Дедушка очень изменился с той поры, как я перестал видеть. Раньше он любил петь сам, теперь охотнее слушал других. В последний год, когда из-за насмешек ребят я отказался ходить в детский сад и увлекся гармошкой, которую мне подарил отец, дедушка почти все свободное время проводил возле меня, помогал мне в моих музыкальных занятиях, но сам никогда не пел. Из его рассказов я знал, что «Солнце всходит и заходит» стало его любимой песней после того, как он переехал жить на Север и познакомился здесь со ссыльными революционерами.
— Ну, что ж ты, дедушка?
— А не надо, Алеша, сейчас этой песни. Ты вот лучше разучи, когда будешь в Москве в школе, «Вихри враждебные» или «Смело, товарищи, в ногу!»… Это, знаешь, как-то вернее, в них сила заложена, Алеша, ты меня после поймешь.
Я промолчал, а через час, сидя уже у другого окна, в душном тряском вагоне, подумал, что дедушка, наверное, прав и что не может быть всегда темно, потому что на свете много сильных и добрых людей.
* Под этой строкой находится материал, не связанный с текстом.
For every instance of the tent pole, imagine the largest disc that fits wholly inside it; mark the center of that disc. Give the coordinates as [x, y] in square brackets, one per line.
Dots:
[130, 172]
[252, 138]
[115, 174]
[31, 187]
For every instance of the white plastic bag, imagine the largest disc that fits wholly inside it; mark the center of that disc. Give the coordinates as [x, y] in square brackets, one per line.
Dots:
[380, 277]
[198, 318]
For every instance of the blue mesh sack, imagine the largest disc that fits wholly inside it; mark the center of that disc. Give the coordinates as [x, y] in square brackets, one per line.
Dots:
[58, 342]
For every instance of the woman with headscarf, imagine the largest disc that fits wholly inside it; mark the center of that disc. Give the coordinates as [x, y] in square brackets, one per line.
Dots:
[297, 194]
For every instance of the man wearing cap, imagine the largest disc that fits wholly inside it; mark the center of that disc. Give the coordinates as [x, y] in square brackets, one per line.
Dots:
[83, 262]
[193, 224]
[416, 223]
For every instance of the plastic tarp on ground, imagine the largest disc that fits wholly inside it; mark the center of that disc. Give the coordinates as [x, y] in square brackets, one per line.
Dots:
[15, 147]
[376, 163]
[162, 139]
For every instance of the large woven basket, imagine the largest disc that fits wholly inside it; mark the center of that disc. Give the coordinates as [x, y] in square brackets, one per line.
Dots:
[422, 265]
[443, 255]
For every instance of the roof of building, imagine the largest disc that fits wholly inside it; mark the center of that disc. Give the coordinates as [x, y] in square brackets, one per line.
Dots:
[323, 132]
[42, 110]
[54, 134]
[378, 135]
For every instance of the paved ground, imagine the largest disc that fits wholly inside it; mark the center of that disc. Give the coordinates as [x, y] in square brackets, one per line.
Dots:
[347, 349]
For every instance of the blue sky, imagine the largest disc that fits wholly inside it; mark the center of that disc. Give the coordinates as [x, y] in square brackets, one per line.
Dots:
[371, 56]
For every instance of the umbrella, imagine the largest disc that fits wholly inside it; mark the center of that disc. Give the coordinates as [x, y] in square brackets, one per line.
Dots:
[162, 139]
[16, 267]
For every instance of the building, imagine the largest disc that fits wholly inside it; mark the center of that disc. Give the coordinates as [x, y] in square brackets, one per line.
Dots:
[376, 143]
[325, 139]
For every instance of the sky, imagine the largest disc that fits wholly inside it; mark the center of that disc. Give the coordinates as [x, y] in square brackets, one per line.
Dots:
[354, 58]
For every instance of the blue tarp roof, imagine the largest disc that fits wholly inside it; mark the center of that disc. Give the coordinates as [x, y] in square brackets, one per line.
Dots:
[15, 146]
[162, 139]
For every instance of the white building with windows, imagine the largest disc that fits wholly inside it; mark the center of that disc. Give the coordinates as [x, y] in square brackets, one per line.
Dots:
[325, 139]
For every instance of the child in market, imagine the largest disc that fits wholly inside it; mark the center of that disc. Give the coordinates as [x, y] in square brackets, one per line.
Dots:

С этой мыслью, убаюканный сладкой надеждой, я заснул.
В полдень следующего дня, приехав в Москву, мы с мамой прямо с вокзала отправились в школу-интернат для слепых детей.
Моросил дождь. У нас в Шоноше в такую погоду дороги превращались в сплошное месиво, даже мостки покрывались склизкой грязью, так что ходить по ним одному было небезопасно. Здесь же вода куда-то стекала, мои новые башмаки твердо ступали по гладкому камню, и, почувствовав себя увереннее, я легонько высвободил свою руку из маминой.
Мы шли довольно долго. Сбоку звенели трамваи, разноголосо перекликались автомобильные гудки. Я уже начал уставать, как вдруг услышал: «Вы в школу? Сюда, пожалуйста». Говорила какая-то тетя. «Как она узнала, что нам сюда?» — подумал я и при новых словах женщины: «Давайте мне мальчика» — крепко ухватился за маму… Так, обнявшись, мы с мамой и вошли в подъезд того дома, где мне предстояло провести восемь лет.
Не успели за нами закрыться двери, как рядом раздался тонкий голосок:
— Кого вы привели к нам, Александра Осиповна, девочку?
— Нет, мальчика. А ты, Нина, почему не с детьми? — сказала тетя, встретившая нас на улице. У нее был ровный, с легкой хрипотцой голос.
Девочка разочарованно протянула: «У-у-у» — и побежала вверх по лестнице. Было слышно, как захлопали по каменным ступеням ее башмачки.